Assim, conforme já pontuado pelo ilustre Juiz de primeiro grau, o fato de
ter ocorrido a sucessão da empresa, mesmo considerando a notificação enviada
ao banco requerido, não está a eximir os ora recorrentes da responsabilidade
assumida através do aval por eles lançado no título, haja vista a autonomia
e independência da garantia.
Nesse sentido, já decidiu o eg. Superior Tribunal de Justiça:
"Execução. Nota promissória. Avalista. Discussão sobre a origem do débito.
Inadmissibilidade. Ônus da prova. - O aval é obrigação autônoma e
independente, descabendo, assim, a discussão sobre a origem da dívida.
Instruída a execução com título formalmente em ordem, é do devedor o ônus de
elidir a presunção de liquidez e certeza. Recurso especial conhecido e
provido" (Recurso Especial n. 190.753 / SP, 4ª Turma, Rel. Min.

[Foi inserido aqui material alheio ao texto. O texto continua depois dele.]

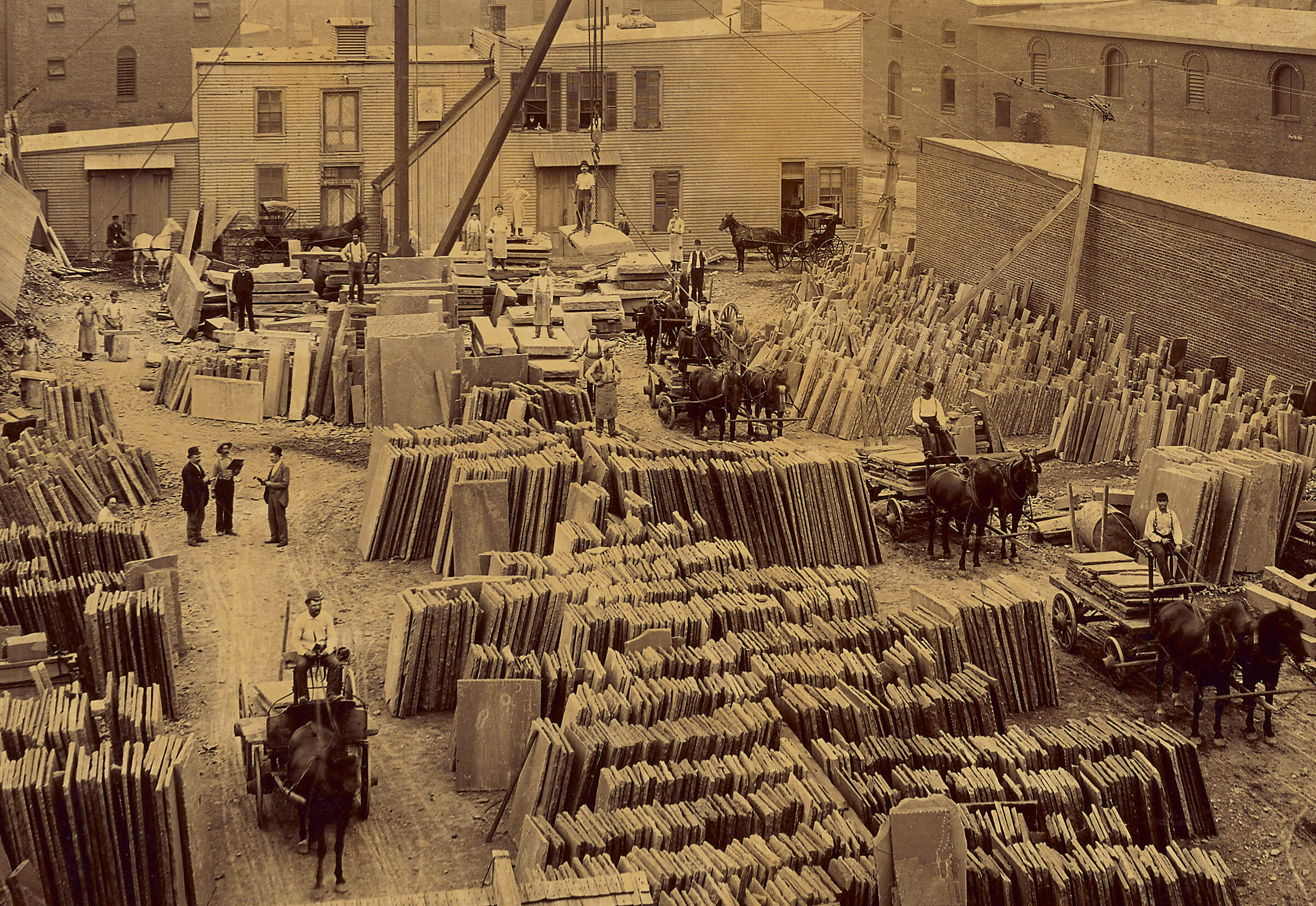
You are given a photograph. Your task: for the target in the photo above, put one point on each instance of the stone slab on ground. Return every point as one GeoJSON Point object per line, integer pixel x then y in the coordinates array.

Barros
Monteiro, j. em 28.10.2003).
Assim, configurada a condição de avalistas dos apelantes em relação à cédula
de crédito industrial de f. 11/18, bem como preenchidos os requisitos legais
de validade do título e da garantia ofertada, o decreto de improcedência do
pedido de declaração de inexistência da relação ali avençada era mesmo
medida que se impunha.
Pelo exposto, nego provimento ao recurso.
Custas, pelos apelantes.
Votaram de acordo com o Relator os Desembargadores Unias Silva e Elpídio
Donizetti.
Súmula - NEGARAM PROVIMENTO AO RECURSO.